In other words, PPP figures tell us how many goods and services third-world populations could afford to buy if they were offered them reflecting very low, local costs prices.

That’s useful for measuring progress within third-world economies. But PPP figures tell us nothing about how much these people can afford to buy in the way of U.S.-origin goods and services, which reflect much higher U.S. price levels. It’s obvious that a third-world worker living on $1.25 per day in PPP terms is earning much less per day if measured based on U.S.-level purchasing power — i.e., by what economists call market exchange rates.

Institutions such as the World Bank don’t calculate poverty rates according to market exchange rates. But an idea of how significant the difference could be comes from measurements of gross domestic product (GDP) — the size of national economies measured as the value of output.

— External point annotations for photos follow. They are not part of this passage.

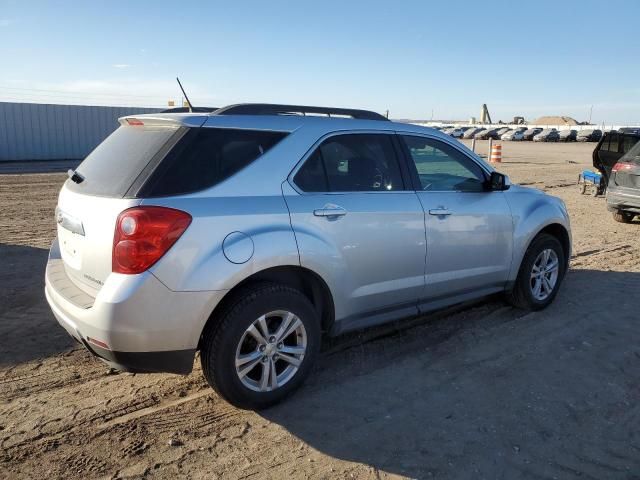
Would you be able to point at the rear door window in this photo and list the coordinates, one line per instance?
(613, 142)
(111, 168)
(443, 168)
(205, 157)
(628, 142)
(352, 163)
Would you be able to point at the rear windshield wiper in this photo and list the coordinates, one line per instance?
(75, 176)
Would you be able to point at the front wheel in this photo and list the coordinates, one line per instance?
(263, 346)
(622, 216)
(540, 275)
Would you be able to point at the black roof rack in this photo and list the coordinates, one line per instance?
(273, 109)
(186, 110)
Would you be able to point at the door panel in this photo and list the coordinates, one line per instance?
(469, 249)
(469, 229)
(372, 254)
(359, 226)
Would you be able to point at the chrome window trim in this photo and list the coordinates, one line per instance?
(485, 168)
(317, 144)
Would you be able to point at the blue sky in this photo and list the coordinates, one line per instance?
(411, 57)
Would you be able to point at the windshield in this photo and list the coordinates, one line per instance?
(633, 155)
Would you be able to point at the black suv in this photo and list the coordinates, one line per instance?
(623, 191)
(611, 147)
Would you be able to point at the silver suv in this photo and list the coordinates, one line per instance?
(248, 233)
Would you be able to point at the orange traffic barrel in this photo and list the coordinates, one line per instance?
(496, 154)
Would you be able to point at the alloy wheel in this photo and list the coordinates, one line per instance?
(271, 351)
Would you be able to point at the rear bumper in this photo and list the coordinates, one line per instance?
(623, 200)
(135, 323)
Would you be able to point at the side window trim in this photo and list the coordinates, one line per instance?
(407, 187)
(412, 166)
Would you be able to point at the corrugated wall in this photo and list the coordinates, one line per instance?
(34, 131)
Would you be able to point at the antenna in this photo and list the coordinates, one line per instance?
(185, 96)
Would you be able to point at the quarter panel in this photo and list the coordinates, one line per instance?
(532, 211)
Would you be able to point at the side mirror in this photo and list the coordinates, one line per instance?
(498, 182)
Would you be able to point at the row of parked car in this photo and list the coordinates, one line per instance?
(523, 133)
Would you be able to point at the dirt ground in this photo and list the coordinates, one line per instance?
(477, 391)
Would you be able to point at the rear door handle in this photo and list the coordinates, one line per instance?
(440, 211)
(330, 211)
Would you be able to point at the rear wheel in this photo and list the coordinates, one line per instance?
(540, 275)
(622, 216)
(263, 346)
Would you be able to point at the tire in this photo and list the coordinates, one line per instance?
(225, 338)
(622, 216)
(522, 296)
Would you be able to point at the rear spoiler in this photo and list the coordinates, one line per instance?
(164, 120)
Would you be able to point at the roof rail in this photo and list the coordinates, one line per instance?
(273, 109)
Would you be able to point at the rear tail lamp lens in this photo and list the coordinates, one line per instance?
(143, 235)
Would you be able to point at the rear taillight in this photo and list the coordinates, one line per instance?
(143, 235)
(622, 166)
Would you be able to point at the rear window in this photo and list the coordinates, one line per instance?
(205, 157)
(633, 155)
(112, 167)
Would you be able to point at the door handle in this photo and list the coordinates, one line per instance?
(330, 211)
(440, 211)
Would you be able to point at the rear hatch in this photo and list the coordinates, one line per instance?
(90, 201)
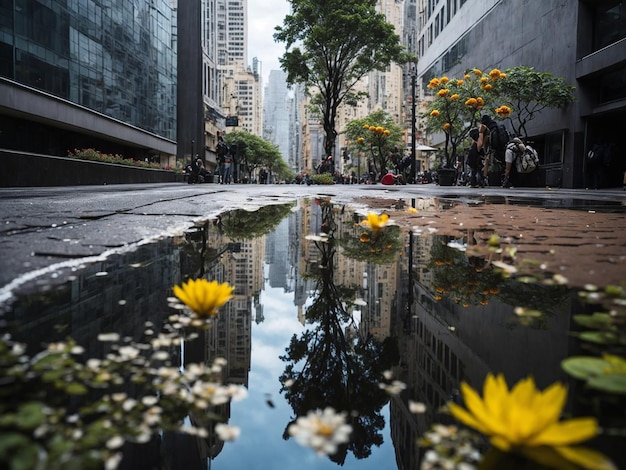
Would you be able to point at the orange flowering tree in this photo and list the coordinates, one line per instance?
(375, 135)
(528, 92)
(458, 105)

For example, the World Bank judges China’s GDP to have reached $12.27 trillion in PPP terms in 2012. India’s was $4.72 trillion — bigger than Japan’s or Germany’s. But measured via market exchange rates, these figures fall to $8.23 trillion and $1.84 trillion, respectively.

Global incomes, including third-world incomes, have kept rising. But the ILO expects ongoing economic woes to slow this progress, at least for the near future. In fact, the financial crisis’ punishing aftermath has already led many developing countries as well as high-income economies like Japan’s to downplay importing in favor of growing through exports. Thus the potential for increasing U.S. exports through trade deals looks even dimmer.

The Big Business lobby’s motives for pushing these agreements and the 95 percent claim are unmistakable. Poorly paid, third-world workers in particular are much cheaper and can be made at least as productive as their American counterparts. By guaranteeing access to the lucrative U.S. market for factories businesses move abroad to reap these gains, trade deals guarantee that offshoring will remain a profit booster.

But why is Obama apparently so keen on practices that have drained so much valuable production and employment from America?

If he were truly interested in using trade policy to spur faster recovery and job creation, the president would stop obsessing with foreign markets unable to and unenthusiastic about “Buying American” even in the best of times. Instead, he should focus on a huge target of opportunity right under his nose: the American customers who have been lost in recent decades to imports. In advanced manufacturing alone, this market is worth hundreds of billions of dollars annually; American businesses know it better than any others and face no tariffs or other trade barriers. 

Regaining these customers would genuinely benefit the president, his party and his country — unlike fostering the 95 percent illusion. 

Tonelson is a fellow at the U.S. Business and Industry Council, which is an association of small and medium-sized manufacturers. He is the author of The Race to the Bottom.